3 Common Misconceptions of Invoice Financing

Author: Justin Reynolds | November 13, 2015

There are many ways to solve cash flow problems, but making use of an invoice financing tool is perhaps the easiest and most effective.

That’s because invoice financing gives small businesses immediate access to the cash they’re owed. All it takes is a few clicks of the mouse or taps of the finger, and voila—money appears in a company’s bank account in a matter of moments. Businesses then have 12 weeks to repay the advance, plus a small fee.

Being able to advance invoices quickly is essential to success. These days, as many small business owners will attest, net 30 is routinely turning into net 90 or worse. After all, lots of customers have cash flow problems of their own. They have to wait until their own bills get settled before being able to write checks that will clear.

It’s true that trying anything new can be a bit scary. And when it involves your small business’ finances, trying something new can be downright frightening.

But take our word for it: There’s no reason to be afraid of invoice financing—despite any misconceptions you may have heard to the contrary.

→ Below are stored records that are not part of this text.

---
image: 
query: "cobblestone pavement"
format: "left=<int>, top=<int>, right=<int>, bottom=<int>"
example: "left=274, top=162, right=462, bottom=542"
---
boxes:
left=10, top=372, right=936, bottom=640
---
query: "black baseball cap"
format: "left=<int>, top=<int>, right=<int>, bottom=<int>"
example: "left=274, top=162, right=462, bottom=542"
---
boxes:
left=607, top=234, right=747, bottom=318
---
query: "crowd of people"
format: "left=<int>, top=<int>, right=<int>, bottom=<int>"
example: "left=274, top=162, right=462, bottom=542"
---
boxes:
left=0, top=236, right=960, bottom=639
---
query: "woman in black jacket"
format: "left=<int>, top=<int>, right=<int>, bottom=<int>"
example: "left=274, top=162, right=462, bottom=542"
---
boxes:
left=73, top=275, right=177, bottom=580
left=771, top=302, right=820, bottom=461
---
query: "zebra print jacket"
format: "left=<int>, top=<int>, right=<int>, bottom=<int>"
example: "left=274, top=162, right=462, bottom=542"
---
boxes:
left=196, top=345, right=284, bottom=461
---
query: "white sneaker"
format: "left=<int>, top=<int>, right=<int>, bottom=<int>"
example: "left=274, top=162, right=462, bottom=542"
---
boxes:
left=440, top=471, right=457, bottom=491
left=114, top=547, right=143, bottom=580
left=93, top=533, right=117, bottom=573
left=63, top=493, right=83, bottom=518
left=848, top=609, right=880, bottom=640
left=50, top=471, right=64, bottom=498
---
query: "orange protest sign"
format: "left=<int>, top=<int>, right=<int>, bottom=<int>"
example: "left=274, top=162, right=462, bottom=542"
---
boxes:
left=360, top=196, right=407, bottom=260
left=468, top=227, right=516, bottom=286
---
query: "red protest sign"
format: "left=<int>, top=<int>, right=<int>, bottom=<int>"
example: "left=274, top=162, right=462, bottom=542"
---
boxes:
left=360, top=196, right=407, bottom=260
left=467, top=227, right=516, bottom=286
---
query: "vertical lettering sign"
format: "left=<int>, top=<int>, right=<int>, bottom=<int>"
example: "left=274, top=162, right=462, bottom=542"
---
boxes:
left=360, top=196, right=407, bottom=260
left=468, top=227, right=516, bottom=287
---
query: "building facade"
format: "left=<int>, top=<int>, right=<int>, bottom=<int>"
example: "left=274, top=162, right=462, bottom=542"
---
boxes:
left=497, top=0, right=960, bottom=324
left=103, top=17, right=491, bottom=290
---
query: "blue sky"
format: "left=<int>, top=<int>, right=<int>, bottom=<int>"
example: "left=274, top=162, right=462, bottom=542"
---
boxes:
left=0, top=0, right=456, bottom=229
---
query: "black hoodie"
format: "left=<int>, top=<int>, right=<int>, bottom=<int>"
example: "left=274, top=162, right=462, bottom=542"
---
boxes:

With that in mind, let’s take a look at three common myths about invoice financing—and why they shouldn’t discourage you from giving the transformative financial services a try.

Misconception #1: Only failing businesses use invoice financing.

You might think that only failing businesses encounter cash flow problems, but you’d be wrong.

Believe it or not, 60 percent of small businesses run into cash flow problems over the course of a year.

And while a sliver of that group could probably be described as “failing,” a vast majority of them are in great shape—they’re just short on the liquid cash side for a number of reasons (e.g., late payments, rent increases or declining gross margins).

Simply put, small businesses that use invoice financing services are taking proactive steps to overcome cash flow gaps. As a result, they can grow their operations and pad their bottom lines.

Misconception #2: Invoice financing costs an arm and a leg.

By advancing payments on outstanding bills, invoice financing services allow small businesses to instantly access the funds they’re owed. Some folks think that invoice financing sounds a lot like factoring, and anyone who has experience with factoring knows how much it costs.

Good news: Unlike factoring, invoice financing is not expensive. For example, if you use Fundbox to clear a $1,000 invoice, you’ll be responsible for a fee that’s somewhere between $50 and $70, depending how quickly you repay the advance.

Misconception #3: Customers will find out when a business uses invoice financing.

Small business owners certainly don’t want to be embarrassed. In a perfect world, their bank accounts would overflow with cash, and they wouldn’t have to turn to anyone for help.

Some business owners may think that companies that use invoice financing services will be exposed, and once their customers find out they’re dealing with cash flow problems, they may very will look for other vendors and other business partners.

But truth be told, in using a tool like Fundbox, a small business maintains the relationship with their customer and that means you don’t have to set up a new bank account or redirect your customer’s payment.

At the end of the day, invoice financing services are yet another tool small businesses can use to solve cash flow problems. And once that happens, in terms of growth, the sky is the limit.